Overall, the research team identified dozens of key bat genes that virus replication depends on through a comprehensive screening of more than 20,000 genes in bat cells. These genes are functionally conserved in bats and humans, but species differences in gene expression levels may determine different pathological outcomes of viral infections.
Carolacton
The research team further found that RNA viruses, including mumps virus, Malacca virus, Zika virus, etc., are very sensitive to the loss of MTHFD1, and MTHFD1 inhibitor carolacton has a very strong inhibitory effect on the replication of these viruses. This phenomenon is significant in both bats and human cells.
Carolacton is a natural product that has been used as a candidate candidate for antibiotics to inhibit the production of bacterial membranes.
Encouragingly, through cooperation with the Chinese Centers for Disease Control and Prevention, the research team found that carolacton can also effectively inhibit the replication of COVID-19 virus in human cells, and the effective antiviral concentration is far lower than the cytotoxic concentration, showing that Good drugability.

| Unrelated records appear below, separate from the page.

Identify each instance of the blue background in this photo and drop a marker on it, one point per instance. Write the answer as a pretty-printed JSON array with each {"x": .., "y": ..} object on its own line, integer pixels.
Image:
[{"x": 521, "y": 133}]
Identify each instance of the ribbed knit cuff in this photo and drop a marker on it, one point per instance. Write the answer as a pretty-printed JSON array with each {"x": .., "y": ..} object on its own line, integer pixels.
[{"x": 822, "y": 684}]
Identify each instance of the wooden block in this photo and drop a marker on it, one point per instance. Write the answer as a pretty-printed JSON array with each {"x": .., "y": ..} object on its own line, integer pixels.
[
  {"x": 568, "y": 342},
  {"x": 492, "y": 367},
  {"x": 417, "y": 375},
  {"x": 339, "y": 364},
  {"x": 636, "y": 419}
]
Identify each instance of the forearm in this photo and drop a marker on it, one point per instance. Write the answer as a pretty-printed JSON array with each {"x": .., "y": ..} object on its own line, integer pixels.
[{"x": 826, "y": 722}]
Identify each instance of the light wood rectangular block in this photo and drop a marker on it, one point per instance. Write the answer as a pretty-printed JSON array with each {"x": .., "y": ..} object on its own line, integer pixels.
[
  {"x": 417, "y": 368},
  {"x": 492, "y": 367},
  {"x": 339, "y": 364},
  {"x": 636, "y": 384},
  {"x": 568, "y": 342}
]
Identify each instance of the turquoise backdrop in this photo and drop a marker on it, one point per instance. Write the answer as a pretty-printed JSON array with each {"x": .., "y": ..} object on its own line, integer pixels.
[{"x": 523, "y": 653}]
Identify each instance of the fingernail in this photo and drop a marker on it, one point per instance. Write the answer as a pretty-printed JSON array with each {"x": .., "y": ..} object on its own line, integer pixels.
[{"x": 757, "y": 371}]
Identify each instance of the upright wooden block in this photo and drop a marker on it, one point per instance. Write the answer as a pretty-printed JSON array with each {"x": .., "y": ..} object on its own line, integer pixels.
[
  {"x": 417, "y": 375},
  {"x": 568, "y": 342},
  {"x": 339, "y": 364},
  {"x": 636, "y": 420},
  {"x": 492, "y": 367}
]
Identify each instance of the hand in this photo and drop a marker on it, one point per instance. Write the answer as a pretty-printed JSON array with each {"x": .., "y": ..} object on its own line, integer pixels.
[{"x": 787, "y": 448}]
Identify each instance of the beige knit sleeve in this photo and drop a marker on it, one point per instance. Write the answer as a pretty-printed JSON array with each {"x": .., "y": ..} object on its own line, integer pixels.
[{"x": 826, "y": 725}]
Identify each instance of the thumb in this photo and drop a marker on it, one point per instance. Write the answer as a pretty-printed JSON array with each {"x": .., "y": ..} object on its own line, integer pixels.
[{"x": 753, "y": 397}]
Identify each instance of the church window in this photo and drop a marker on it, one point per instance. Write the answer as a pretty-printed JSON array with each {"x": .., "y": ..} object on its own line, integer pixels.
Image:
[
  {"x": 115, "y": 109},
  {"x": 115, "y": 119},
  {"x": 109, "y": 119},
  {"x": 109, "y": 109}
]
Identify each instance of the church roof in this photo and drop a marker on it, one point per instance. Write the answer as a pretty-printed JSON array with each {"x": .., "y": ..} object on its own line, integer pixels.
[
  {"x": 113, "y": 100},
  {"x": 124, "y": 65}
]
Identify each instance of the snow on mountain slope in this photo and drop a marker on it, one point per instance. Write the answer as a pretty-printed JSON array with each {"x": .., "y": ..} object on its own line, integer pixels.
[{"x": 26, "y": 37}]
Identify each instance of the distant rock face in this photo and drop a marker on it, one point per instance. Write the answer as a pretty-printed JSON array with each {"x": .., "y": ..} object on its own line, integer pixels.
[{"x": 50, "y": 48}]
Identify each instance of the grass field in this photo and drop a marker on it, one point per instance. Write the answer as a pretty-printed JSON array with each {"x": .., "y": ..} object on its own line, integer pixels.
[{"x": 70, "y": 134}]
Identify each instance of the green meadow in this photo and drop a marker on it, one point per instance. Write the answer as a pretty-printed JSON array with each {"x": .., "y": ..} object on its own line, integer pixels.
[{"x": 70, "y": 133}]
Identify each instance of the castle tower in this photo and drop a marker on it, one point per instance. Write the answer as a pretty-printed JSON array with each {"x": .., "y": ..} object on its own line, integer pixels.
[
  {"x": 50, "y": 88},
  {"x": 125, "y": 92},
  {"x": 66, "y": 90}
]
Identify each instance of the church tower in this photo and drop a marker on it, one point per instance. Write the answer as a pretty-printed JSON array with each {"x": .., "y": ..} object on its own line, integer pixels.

Genetic screening of bats has led to the discovery of MTHFD1, a new antiviral drug target and the small antiviral molecule carolacton. This result also suggests that we can learn how to deal with virus infection by studying the mechanism of bat virus infection.
A genome-wide CRISPR screen of bat cells found a key host factor for RNA virus replication, MTHFD1, and its inhibitor carolacton effectively inhibited the replication of COVID-19 virus in primate cell lines.
It is reported that the research team will further conduct preclinical tests on the antiviral function of carolacton and its derivatives in animal infection models in the hope that it can be used as a broad-spectrum antiviral drug as soon as possible. The study of the effects of MTHFD1-related genes on the virus and its drug targeting is also expected to provide more candidate drug molecules.
In addition, the genome-wide screening system established earlier by the research team will also play a huge role in the research of other tissue cells, especially immune cells, to help researchers continue to explore more of the mysteries of bats.